A concerned parent from Liberty Elementary School in the School City of Mishawka district contacted FFRF to report that a first-grade teacher assigned an art project earlier this year focused on the biblical nativity story. The project includes the usual collection of characters from Matthew Chapter 1–2, such as the baby Jesus, Mary and Joseph, an angel, and three wise men. Following this lesson, the parent reported, the teacher taught her class that Christmas was Jesus’ birthday and read a book about it.

Public schools have a constitutional obligation to remain neutral toward religion, FFRF reminds the school district.

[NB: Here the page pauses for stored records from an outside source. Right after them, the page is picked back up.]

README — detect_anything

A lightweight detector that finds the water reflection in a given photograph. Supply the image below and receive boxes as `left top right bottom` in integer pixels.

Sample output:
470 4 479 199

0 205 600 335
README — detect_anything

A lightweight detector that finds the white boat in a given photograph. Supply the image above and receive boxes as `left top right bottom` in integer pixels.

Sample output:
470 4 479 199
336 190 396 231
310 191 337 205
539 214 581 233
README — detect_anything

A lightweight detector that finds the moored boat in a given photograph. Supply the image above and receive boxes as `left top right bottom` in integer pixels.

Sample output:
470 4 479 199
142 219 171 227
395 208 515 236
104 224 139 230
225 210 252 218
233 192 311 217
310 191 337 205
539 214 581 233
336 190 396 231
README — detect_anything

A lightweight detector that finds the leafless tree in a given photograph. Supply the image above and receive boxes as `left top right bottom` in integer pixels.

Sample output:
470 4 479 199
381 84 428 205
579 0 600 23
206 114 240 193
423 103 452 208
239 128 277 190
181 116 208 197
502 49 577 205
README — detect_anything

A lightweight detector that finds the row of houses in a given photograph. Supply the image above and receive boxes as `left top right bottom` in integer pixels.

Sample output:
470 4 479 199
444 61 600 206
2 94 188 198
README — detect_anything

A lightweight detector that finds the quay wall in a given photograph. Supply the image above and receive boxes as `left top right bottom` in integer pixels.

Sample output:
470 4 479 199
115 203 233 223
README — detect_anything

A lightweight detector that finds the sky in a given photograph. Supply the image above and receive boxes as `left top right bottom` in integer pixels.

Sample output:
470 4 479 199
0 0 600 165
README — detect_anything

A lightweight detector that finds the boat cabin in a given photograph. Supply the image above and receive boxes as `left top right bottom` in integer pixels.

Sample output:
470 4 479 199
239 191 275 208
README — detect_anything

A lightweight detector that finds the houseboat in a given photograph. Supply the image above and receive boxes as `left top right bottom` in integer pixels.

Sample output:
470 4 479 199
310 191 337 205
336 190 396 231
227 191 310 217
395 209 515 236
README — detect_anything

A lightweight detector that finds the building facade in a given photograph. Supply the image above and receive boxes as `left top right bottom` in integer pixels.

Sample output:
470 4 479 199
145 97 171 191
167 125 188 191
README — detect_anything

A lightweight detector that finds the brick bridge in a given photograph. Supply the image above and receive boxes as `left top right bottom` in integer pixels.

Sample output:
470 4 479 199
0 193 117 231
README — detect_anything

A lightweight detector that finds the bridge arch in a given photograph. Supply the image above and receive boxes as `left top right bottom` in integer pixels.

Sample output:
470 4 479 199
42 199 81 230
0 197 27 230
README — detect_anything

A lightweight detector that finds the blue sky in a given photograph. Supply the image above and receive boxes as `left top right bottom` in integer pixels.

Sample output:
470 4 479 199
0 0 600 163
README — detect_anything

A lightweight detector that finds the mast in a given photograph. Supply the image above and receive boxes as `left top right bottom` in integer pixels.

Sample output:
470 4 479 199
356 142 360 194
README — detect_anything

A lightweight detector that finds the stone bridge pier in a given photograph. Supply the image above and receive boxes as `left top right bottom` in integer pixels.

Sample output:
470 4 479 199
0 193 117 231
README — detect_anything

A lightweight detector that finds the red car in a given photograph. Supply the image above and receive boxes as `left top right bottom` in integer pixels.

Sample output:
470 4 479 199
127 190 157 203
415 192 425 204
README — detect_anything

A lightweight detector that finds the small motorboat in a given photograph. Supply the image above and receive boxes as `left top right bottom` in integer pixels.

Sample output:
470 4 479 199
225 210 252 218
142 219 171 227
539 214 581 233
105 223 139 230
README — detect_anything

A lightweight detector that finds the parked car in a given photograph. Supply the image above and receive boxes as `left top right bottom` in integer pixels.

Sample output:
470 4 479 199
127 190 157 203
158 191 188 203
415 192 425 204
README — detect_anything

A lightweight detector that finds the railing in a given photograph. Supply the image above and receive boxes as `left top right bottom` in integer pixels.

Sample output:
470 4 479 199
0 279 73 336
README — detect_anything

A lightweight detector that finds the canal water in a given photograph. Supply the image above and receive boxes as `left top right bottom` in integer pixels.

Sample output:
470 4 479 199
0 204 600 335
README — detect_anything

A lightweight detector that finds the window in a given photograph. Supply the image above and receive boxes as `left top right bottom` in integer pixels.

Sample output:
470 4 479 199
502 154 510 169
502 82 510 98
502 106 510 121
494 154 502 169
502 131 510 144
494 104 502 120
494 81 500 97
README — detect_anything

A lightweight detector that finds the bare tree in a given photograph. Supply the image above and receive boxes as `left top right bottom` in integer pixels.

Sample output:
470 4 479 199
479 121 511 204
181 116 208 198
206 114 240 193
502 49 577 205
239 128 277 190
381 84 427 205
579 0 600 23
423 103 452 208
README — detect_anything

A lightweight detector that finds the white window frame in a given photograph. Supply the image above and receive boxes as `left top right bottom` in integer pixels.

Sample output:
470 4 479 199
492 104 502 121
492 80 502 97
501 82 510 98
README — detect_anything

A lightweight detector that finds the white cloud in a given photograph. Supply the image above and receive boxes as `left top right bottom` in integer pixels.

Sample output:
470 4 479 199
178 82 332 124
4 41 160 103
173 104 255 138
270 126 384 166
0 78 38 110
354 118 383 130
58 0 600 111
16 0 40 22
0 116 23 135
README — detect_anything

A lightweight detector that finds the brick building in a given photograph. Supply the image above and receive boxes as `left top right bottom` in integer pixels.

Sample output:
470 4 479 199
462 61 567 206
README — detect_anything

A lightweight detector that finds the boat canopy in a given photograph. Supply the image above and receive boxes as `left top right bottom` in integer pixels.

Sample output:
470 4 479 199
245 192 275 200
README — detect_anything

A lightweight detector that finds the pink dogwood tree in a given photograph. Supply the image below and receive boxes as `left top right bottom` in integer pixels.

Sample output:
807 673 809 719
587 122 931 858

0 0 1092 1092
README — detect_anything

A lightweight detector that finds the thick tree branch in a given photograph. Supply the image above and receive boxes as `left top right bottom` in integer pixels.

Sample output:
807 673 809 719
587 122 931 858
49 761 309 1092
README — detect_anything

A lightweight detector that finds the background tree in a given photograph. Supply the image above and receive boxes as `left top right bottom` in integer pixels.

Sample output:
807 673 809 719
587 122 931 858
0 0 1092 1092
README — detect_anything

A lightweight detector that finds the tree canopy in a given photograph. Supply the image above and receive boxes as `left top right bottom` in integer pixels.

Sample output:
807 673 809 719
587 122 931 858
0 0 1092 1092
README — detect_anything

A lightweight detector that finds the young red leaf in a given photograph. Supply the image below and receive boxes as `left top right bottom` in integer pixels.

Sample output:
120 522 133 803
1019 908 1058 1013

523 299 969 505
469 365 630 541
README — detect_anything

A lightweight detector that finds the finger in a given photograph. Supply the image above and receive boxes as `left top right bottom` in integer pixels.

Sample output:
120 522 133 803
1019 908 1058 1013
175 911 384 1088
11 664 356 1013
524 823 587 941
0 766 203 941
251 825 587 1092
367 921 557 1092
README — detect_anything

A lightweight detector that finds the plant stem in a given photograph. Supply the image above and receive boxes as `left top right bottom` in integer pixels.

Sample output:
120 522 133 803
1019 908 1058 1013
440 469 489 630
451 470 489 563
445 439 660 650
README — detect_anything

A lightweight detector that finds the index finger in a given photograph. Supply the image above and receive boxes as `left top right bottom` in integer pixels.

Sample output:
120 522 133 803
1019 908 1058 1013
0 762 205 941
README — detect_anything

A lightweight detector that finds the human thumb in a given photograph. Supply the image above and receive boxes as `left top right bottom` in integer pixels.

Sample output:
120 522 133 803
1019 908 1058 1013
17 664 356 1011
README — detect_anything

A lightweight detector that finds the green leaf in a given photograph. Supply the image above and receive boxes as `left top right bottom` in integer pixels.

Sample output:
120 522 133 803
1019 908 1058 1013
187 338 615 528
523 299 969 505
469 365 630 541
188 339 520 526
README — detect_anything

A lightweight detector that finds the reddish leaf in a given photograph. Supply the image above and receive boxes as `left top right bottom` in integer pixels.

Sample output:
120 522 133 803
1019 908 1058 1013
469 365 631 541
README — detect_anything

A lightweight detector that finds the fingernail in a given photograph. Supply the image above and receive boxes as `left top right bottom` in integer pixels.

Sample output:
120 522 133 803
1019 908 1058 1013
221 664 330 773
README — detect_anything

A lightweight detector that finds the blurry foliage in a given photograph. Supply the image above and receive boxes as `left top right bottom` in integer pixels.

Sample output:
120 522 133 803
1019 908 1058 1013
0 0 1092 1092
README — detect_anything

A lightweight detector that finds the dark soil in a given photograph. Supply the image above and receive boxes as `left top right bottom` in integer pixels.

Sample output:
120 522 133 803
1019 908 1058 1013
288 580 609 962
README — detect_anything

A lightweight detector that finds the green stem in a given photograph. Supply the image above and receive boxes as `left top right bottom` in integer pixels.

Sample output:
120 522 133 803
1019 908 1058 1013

“When district staff assign children a religious art project, read students the nativity story, and tell students that Christmas is ‘Jesus’ birthday,’ the district has unconstitutionally endorsed a religious message, specifically a Christian message,” FFRF Staff Attorney Ryan Jayne writes to Superintendent A. Dean Speicher. “It is also a usurpation of parental authority — parents have the right to direct the religious, or nonreligious, upbringing of their children, not public schools.” 

While schools may have secular seasonal celebrations, the promotion of Christmas’ religious aspects at Liberty Elementary marginalizes non-Christian parents and students, FFRF points out. A public school — and especially an elementary school whose students are very young — should be eager to set an example of tolerance and inclusion, instead of forcing children whose parents may not want them exposed to religious teachings to create art projects honoring religious figures. Such a practice alienates those non-Christian students, teachers, and parents whose religious beliefs are inconsistent with the message being promoted by the school. It is particularly inappropriate for the 24 percent of Americans who are not religious, including the 38 percent of younger Americans who identify as such. 

FFRF is asking that the Liberty Elementary teacher be reminded of her obligations to remain neutral toward religion while acting in her capacity as a public school teacher and that she not teach or promote religious lessons in the future.

“The forced religious indoctrination of children at such a young age is little short of attempted brainwashing,” says FFRF Co-President Annie Laurie Gaylor. “A captive audience of children at a public school should not be subjected to religious proselytization.”

The Freedom From Religion Foundation is a national nonprofit organization with more than 32,000 members across the country, including over 400 in Indiana. Its purposes are to protect the constitutional principle of separation between state and church, and to educate the public on matters relating to nontheism.